環境変数「名」に LLM_PROXY が入っているだけで SSL エラーになる
- boto3でBedrockを利用する際、環境変数名に「LLM_PROXY」という文言が含まれているだけでSSLエラーが発生した
- プロキシは実際には設定していないにもかかわらず発生する
APP_LLM_PROXYのような、単語の一部が一致するだけの変数名でも同様に発生する- ネット上に情報が見当たらず、原因特定に時間を要した
あるプロジェクトで、boto3経由でAmazon Bedrockを呼び出す処理を実装していたところ、SSLエラーが発生する事象に遭遇しました。プロキシ自体は設定していないため、当初は原因の見当がつきませんでした。
発生した事象
boto3でBedrockを利用する際、環境変数の中に「LLM_PROXY」という文言を名前に含む変数が存在すると、SSLエラーが発生することを確認しました。

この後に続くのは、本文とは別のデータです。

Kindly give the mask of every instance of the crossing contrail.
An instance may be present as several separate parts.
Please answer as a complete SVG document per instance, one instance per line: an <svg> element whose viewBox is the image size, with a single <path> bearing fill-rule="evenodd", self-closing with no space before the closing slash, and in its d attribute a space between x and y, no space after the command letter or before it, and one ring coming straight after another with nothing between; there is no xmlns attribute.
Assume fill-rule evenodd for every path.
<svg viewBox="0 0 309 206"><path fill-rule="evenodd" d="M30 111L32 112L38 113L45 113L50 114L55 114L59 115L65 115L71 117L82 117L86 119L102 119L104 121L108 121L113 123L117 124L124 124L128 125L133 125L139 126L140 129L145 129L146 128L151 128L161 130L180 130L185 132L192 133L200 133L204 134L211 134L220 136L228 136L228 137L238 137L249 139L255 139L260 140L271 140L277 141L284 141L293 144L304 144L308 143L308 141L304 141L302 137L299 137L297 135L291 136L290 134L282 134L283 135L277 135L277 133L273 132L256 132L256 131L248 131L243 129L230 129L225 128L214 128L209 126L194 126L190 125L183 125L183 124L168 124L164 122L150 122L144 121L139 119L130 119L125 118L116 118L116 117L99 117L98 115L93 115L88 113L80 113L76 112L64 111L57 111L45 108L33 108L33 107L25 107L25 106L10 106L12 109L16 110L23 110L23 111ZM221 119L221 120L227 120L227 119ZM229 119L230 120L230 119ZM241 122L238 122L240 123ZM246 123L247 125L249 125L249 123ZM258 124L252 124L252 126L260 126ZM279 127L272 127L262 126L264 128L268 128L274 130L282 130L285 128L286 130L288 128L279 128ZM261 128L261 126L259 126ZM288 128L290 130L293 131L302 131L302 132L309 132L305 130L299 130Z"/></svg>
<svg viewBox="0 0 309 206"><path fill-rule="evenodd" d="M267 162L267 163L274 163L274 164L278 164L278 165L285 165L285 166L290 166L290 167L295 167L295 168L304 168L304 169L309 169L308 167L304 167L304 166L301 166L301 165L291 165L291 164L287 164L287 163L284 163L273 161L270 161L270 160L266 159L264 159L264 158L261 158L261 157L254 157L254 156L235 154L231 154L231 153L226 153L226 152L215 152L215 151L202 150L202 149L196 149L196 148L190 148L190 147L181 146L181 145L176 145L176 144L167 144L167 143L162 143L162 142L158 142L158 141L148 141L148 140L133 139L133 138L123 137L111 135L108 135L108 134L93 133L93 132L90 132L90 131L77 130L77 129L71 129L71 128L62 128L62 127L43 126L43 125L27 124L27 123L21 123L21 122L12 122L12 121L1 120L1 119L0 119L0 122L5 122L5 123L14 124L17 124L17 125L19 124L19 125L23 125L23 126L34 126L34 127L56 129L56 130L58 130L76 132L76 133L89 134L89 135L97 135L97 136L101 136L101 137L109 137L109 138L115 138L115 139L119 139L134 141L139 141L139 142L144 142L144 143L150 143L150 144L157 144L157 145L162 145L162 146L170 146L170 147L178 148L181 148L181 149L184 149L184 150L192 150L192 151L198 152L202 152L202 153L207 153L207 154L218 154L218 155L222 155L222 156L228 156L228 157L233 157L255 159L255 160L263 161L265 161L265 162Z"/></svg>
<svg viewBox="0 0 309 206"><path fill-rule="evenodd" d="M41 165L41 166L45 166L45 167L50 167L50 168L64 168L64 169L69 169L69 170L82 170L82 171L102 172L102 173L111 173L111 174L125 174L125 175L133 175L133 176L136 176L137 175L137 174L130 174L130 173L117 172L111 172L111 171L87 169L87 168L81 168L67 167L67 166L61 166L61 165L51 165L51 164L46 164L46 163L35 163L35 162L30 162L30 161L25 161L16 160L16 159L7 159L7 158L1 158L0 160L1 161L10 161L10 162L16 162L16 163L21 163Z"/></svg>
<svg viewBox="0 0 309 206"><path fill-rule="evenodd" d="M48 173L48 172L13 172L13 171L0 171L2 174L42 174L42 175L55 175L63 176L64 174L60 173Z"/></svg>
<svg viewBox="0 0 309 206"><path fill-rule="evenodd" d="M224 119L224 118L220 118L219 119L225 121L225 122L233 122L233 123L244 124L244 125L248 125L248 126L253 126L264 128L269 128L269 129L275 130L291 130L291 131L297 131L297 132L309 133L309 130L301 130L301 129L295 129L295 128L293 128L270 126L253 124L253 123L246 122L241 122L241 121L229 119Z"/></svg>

実際にはプロキシの設定は行っておらず、値の中身ではなく変数名そのものが原因になっている点が特徴的でした。
原因は環境変数名の単語一致
調べていく中でわかったのは、この挙動が変数名の単語一致によって誤検知されているらしいということです。「LLM_PROXY」という文字列がそのまま含まれる変数だけでなく、APP_LLM_PROXYのように他の単語と組み合わさった変数名であっても同様に発生します。つまり、意図してプロキシ関連の設定として使っていない変数名であっても、「PROXY」を含む文字列が入っているというだけでSSL周りの挙動に影響してしまう状況でした。
切り分けの考え方
同様の事象に遭遇した場合の切り分け方として、一般論ですが、まず疑うべきはプロキシ設定の有無そのものではなく、環境変数の名前に「PROXY」など特定の文言が含まれていないかという点です。値ではなく名前が影響するというのは直感に反するため、通常のトラブルシューティングの手順では見落としやすいポイントだと感じています。環境変数を一つずつ無効化しながら切り分ける、あるいは変数名を一時的にリネームして挙動を確認する、といった手順が有効だと考えられます。
まとめ
boto3経由でのBedrock利用時、環境変数名に「LLM_PROXY」という文言が含まれているだけでSSLエラーが発生する事象を確認しました。値ではなく名前の単語一致によるものと見られ、APP_LLM_PROXYのような命名でも同様の事象が起きます。プロキシを設定していないのにSSLエラーが出る場合は、環境変数の命名も確認してみる価値があります。
※ 本記事の検証は2026年7月時点のものです。